Bertha Samuels Wolf was a stout, self-possessed matriarch who proudly told Blanche that no one would have guessed her own father had run a slaughterhouse. Pictures of Blanche and her mother show two women laughing together heartily, not the stark family image recalled by those interviewed after Blanche’s death. One of Blanche’s early friends, Helene Fraenkel, dismissed Bertha Wolf as “exceedingly pretty but littl
e and so fat that she was square.” The Wolfs’ lack of interest in the arts led Blanche, Fraenkel maintained, to seek “someone intellectual to marry.”11
Though Bertha, like her husband, at times could be remote, she managed to teach Blanche the importance of self-presentation. Bertha dressed well, favoring what would later be called “the Jewish uniform”: smart, tailored black suits (in the 1920s made to order by the emerging couturier Sally Milgrim), always adorned with a string of pearls.

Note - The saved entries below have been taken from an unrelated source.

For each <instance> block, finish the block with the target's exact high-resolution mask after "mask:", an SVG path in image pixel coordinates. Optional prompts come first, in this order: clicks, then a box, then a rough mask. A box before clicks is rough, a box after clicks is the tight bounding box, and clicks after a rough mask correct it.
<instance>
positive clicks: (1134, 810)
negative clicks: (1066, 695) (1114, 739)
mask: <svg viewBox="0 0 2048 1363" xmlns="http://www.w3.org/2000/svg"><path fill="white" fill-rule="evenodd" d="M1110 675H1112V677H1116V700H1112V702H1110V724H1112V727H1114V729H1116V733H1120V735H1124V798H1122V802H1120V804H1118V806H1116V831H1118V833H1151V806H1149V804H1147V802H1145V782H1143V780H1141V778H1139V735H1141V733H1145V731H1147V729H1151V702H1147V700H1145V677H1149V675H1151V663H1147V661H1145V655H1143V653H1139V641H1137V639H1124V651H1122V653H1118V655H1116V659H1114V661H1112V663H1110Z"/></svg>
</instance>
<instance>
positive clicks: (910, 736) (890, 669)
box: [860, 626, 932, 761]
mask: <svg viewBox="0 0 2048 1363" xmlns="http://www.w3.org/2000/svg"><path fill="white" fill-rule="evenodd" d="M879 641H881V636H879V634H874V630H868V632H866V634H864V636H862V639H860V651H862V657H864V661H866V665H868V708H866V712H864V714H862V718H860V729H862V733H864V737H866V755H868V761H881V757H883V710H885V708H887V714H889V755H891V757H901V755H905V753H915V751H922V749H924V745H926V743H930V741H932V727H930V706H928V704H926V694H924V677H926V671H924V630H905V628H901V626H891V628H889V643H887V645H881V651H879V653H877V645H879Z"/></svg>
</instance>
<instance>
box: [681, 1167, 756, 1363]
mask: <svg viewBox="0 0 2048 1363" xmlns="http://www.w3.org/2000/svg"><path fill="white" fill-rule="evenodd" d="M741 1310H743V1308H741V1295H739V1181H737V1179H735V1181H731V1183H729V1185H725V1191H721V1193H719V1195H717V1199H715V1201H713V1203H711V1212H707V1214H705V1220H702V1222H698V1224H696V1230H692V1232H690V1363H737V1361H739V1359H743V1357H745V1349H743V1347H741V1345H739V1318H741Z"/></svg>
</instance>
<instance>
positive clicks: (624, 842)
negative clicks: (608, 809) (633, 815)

One relative thought that Bertha looked like Lillian Russell when she was young and that Julius looked like “a typical butter-and-egg man.”12 Whatever their appearance, the egg man’s determination, as well as his wife’s inheritance, enabled his daughter, years later, to adopt the attitude of those who came from wealth. Still, neither Julius nor Bertha was inclined to support a college education for either of their children, especially their daughter. Blanche does not seem to have considered going beyond high school, though Barnard (along with other colleges) had been available to women since the late 1880s. In her case, the conjugal wait after she finished Gardner would deliver her a profession, if male-inflected from its beginning. As one scholar notes, “Blanche would launch an esteemed career in literary publishing,” guided by a man whose male professors were trained in a canon that emphasized male authors.13
By the time she graduated from Gardner, Blanche had already set her sights on marrying the muscular, olive-skinned Alfred Knopf. Blanche found him attractive not least because, like her, he preferred books to people, reading voraciously at Columbia University and, during college breaks, at beaches on the South Fork of Long Island. Blanche had occasionally spoken to the athletic boy in Lawrence, on Western Long Island, where he lived on his father’s estate.